Don’t be ashamed if you are new to the writing world and haven’t the foggiest what a word count is. Part of the life of a writer is encountering a host of terms you aren’t familiar with and there is nothing wrong with asking good ol’ Google for the answer.
To keep this simple, a word count is exactly what it says. It’s a count of how many words are in your manuscript. The definition itself is not the tricky part when it comes to writing. The fun part of word counts is the minimum word requirement each genre has.
For example, the general minimum requirement for a Science Fiction manuscript is about 100,000 words. This is more than 400 pages of double spaced writing. DAW, Penguin’s Sci-fi and Fantasy publisher, requests a minimum of 80,000 words ( This is still more than 300 pages and is their minimum requirement. SF word counts are so high because readers of the genre prefer to read novels of that length. You might find, however, that other genres vary in word count requirements.

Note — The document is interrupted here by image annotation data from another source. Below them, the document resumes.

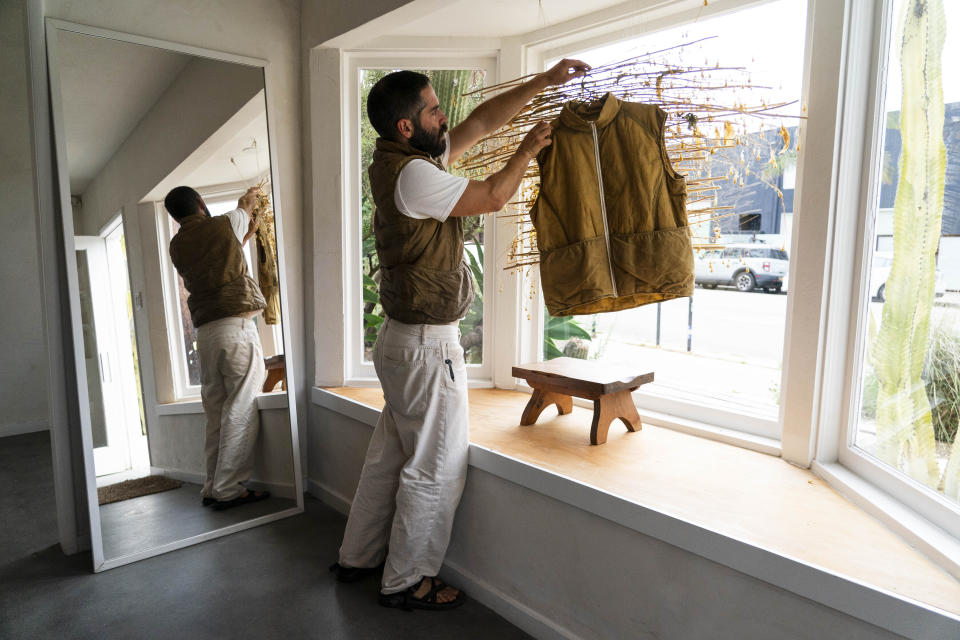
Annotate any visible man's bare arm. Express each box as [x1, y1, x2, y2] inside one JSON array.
[[450, 122, 551, 218], [447, 58, 590, 164]]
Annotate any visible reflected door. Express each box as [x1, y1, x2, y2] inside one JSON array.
[[75, 234, 149, 476]]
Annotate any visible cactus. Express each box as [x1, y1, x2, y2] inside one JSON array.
[[873, 0, 944, 489]]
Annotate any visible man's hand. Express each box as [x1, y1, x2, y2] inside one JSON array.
[[240, 215, 260, 245], [517, 122, 553, 162], [237, 187, 260, 215], [543, 58, 590, 86]]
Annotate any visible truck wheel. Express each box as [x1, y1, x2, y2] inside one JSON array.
[[734, 271, 757, 291]]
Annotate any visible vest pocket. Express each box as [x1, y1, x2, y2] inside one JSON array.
[[540, 236, 613, 316], [611, 227, 693, 296]]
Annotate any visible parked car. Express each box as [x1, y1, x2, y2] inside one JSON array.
[[693, 244, 790, 293], [870, 252, 947, 302]]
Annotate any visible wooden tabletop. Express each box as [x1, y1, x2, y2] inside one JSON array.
[[513, 358, 653, 397]]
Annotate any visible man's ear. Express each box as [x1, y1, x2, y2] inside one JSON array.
[[397, 118, 413, 140]]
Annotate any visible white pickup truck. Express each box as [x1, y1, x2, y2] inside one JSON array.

Each genre has a set of rules or guidelines that must be followed to the letter. What if you go over by one word? What if you fall a few words shy? What if your book is awesome and everyone loves it but it’s around 60,000 words?
If you go over by one word, it’s recommended you remove one word. Agents and Publishers get hundreds, if not thousands, of manuscripts per year and they will weed out those who don’t follow the basic requirements. If you are under the word count, go back and see if there are scenes in your book you can add to. If you’re only a few words shy, I’m sure there’s an easy way to slip in those extra words to reach the requirement.

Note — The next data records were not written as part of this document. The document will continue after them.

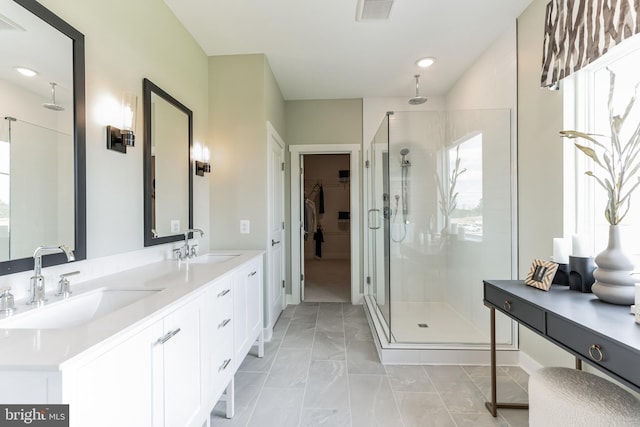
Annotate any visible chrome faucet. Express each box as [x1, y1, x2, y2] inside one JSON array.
[[175, 228, 204, 260], [27, 245, 76, 306]]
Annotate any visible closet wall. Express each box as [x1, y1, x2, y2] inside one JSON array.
[[304, 154, 351, 259]]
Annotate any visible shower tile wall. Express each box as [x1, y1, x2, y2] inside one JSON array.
[[388, 110, 512, 342]]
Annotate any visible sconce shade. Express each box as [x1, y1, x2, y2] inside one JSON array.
[[107, 126, 136, 154], [107, 93, 138, 153], [122, 93, 138, 133], [196, 160, 211, 176]]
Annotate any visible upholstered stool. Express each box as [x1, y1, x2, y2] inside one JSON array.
[[529, 368, 640, 427]]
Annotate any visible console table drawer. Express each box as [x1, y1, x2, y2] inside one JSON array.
[[484, 286, 544, 333], [547, 313, 640, 386]]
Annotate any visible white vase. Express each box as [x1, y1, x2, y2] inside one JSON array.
[[591, 225, 637, 305]]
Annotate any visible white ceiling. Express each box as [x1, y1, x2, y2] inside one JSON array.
[[164, 0, 532, 100]]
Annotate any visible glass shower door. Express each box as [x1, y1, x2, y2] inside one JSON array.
[[367, 114, 392, 342]]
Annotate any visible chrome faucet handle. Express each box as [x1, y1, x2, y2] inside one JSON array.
[[56, 271, 80, 298], [189, 244, 198, 258], [27, 274, 47, 307], [0, 287, 16, 316]]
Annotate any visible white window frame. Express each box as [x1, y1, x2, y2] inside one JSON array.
[[562, 36, 640, 266]]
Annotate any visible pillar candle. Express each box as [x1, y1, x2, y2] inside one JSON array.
[[553, 237, 569, 264], [635, 283, 640, 323], [571, 234, 591, 257]]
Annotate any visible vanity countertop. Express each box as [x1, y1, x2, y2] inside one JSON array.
[[0, 250, 263, 371]]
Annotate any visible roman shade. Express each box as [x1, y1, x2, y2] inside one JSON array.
[[541, 0, 640, 87]]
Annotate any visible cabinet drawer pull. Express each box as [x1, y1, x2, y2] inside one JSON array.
[[157, 328, 181, 344], [589, 344, 604, 362], [218, 359, 231, 372]]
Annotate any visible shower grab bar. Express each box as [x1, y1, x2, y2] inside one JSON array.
[[367, 209, 380, 230]]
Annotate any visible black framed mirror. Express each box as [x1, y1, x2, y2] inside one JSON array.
[[0, 0, 86, 275], [142, 79, 193, 246]]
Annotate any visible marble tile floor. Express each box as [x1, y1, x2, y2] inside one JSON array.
[[211, 303, 528, 427]]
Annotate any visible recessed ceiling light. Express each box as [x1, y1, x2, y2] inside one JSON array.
[[416, 58, 436, 68], [16, 67, 38, 77]]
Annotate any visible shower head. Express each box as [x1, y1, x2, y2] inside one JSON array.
[[400, 148, 411, 168], [409, 74, 427, 105], [42, 82, 64, 111]]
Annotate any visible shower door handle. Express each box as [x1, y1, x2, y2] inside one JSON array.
[[367, 209, 380, 230]]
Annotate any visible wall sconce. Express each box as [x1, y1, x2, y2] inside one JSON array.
[[107, 93, 138, 153], [192, 143, 211, 176]]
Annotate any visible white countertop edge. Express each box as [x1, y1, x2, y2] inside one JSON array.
[[0, 250, 264, 371]]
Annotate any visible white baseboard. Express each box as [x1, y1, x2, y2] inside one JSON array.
[[518, 351, 542, 375]]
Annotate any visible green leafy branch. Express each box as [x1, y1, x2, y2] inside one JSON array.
[[560, 70, 640, 225], [434, 145, 467, 221]]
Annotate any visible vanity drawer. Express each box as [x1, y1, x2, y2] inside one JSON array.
[[547, 313, 640, 386], [484, 285, 544, 333], [211, 279, 233, 322]]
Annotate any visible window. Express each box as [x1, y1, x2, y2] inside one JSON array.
[[564, 36, 640, 266]]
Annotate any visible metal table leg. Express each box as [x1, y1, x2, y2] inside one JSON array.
[[484, 307, 529, 417]]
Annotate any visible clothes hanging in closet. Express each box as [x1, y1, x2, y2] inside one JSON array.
[[304, 199, 317, 240], [318, 184, 324, 213], [313, 227, 324, 258]]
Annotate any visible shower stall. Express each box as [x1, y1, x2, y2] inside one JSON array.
[[365, 110, 517, 364]]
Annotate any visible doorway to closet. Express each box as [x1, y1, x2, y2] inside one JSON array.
[[301, 154, 351, 302]]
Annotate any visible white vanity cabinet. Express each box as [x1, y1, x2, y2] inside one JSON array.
[[69, 298, 202, 427], [202, 275, 235, 408], [68, 323, 162, 427], [151, 295, 202, 427], [233, 258, 263, 363], [0, 252, 264, 427]]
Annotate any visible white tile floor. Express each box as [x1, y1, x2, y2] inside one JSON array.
[[212, 303, 528, 427], [391, 301, 490, 344]]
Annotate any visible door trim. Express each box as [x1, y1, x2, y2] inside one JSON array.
[[263, 120, 287, 339], [288, 144, 363, 304]]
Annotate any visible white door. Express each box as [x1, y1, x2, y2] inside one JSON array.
[[298, 154, 306, 301], [265, 123, 285, 330]]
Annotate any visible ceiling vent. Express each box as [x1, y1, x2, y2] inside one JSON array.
[[0, 13, 24, 31], [356, 0, 393, 21]]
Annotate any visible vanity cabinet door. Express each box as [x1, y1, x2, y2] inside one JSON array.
[[153, 299, 201, 427], [72, 323, 162, 427], [234, 257, 262, 363]]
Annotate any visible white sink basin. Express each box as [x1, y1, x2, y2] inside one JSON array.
[[0, 288, 160, 329], [186, 254, 240, 264]]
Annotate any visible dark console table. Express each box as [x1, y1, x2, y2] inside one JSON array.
[[484, 280, 640, 417]]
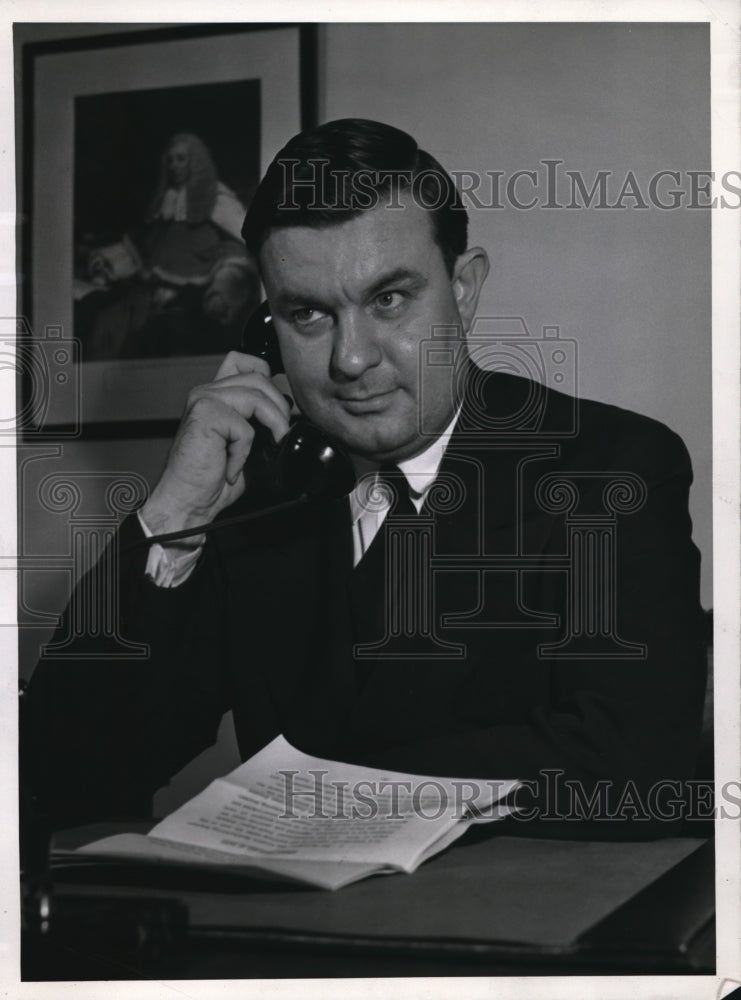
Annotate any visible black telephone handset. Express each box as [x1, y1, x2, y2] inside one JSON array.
[[122, 302, 355, 552], [240, 302, 355, 500]]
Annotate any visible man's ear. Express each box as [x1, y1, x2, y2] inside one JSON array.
[[453, 247, 489, 333]]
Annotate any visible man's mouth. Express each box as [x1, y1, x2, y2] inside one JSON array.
[[337, 389, 396, 413]]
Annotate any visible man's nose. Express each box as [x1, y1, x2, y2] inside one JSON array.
[[332, 309, 381, 379]]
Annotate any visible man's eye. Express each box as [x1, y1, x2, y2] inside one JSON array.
[[291, 306, 327, 326], [376, 292, 404, 309]]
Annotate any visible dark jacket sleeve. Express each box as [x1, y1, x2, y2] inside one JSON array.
[[21, 515, 229, 827], [368, 421, 706, 832]]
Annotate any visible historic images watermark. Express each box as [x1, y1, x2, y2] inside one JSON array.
[[278, 768, 728, 823], [279, 157, 741, 212]]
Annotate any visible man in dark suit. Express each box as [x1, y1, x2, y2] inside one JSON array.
[[23, 120, 705, 836]]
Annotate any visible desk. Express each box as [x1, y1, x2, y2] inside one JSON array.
[[23, 830, 715, 979]]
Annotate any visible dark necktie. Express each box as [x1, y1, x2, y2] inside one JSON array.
[[378, 465, 417, 530]]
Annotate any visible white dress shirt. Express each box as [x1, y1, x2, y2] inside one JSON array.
[[138, 413, 458, 587]]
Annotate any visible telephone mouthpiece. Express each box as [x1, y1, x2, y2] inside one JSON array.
[[273, 420, 355, 500]]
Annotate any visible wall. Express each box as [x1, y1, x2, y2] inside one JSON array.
[[19, 24, 712, 810]]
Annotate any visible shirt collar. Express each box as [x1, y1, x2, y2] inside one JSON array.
[[350, 408, 461, 524]]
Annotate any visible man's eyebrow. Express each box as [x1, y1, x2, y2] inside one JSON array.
[[365, 267, 428, 299], [275, 267, 429, 309]]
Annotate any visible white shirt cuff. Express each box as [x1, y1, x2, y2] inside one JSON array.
[[136, 511, 203, 587]]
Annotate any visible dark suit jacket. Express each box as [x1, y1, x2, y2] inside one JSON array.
[[26, 374, 705, 836]]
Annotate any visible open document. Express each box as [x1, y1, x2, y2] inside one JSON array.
[[66, 736, 519, 889]]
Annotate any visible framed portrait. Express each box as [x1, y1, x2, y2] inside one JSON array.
[[21, 24, 316, 437]]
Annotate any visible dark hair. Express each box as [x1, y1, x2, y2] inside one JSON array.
[[242, 118, 468, 273]]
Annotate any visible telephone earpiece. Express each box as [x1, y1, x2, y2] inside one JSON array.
[[239, 300, 285, 375], [241, 302, 355, 500]]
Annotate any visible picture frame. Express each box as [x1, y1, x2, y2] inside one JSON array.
[[21, 23, 317, 440]]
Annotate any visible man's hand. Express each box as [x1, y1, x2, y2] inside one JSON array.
[[141, 351, 290, 534]]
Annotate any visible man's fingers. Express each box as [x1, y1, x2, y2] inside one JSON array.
[[214, 351, 270, 381], [205, 372, 291, 420], [189, 383, 289, 441], [224, 420, 255, 486]]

Aside from a genre having a general word count length applied to it, publishers and agents might have separate word count expectations. A genre might state 60,000 words but an agent could say they don’t want anything less than 75,000 words and potential publishers could have other expectations as well.
See how tricky it can be?
So, as a writer, being vigilant of your word count is somewhat important when the time for querying comes around. For now, if you are still in the process of your first draft, keep it as a note in the back of your mind and enjoy the writing process in the present.
Chin up, dear writer. Keep putting one word after another and you’ll be okay.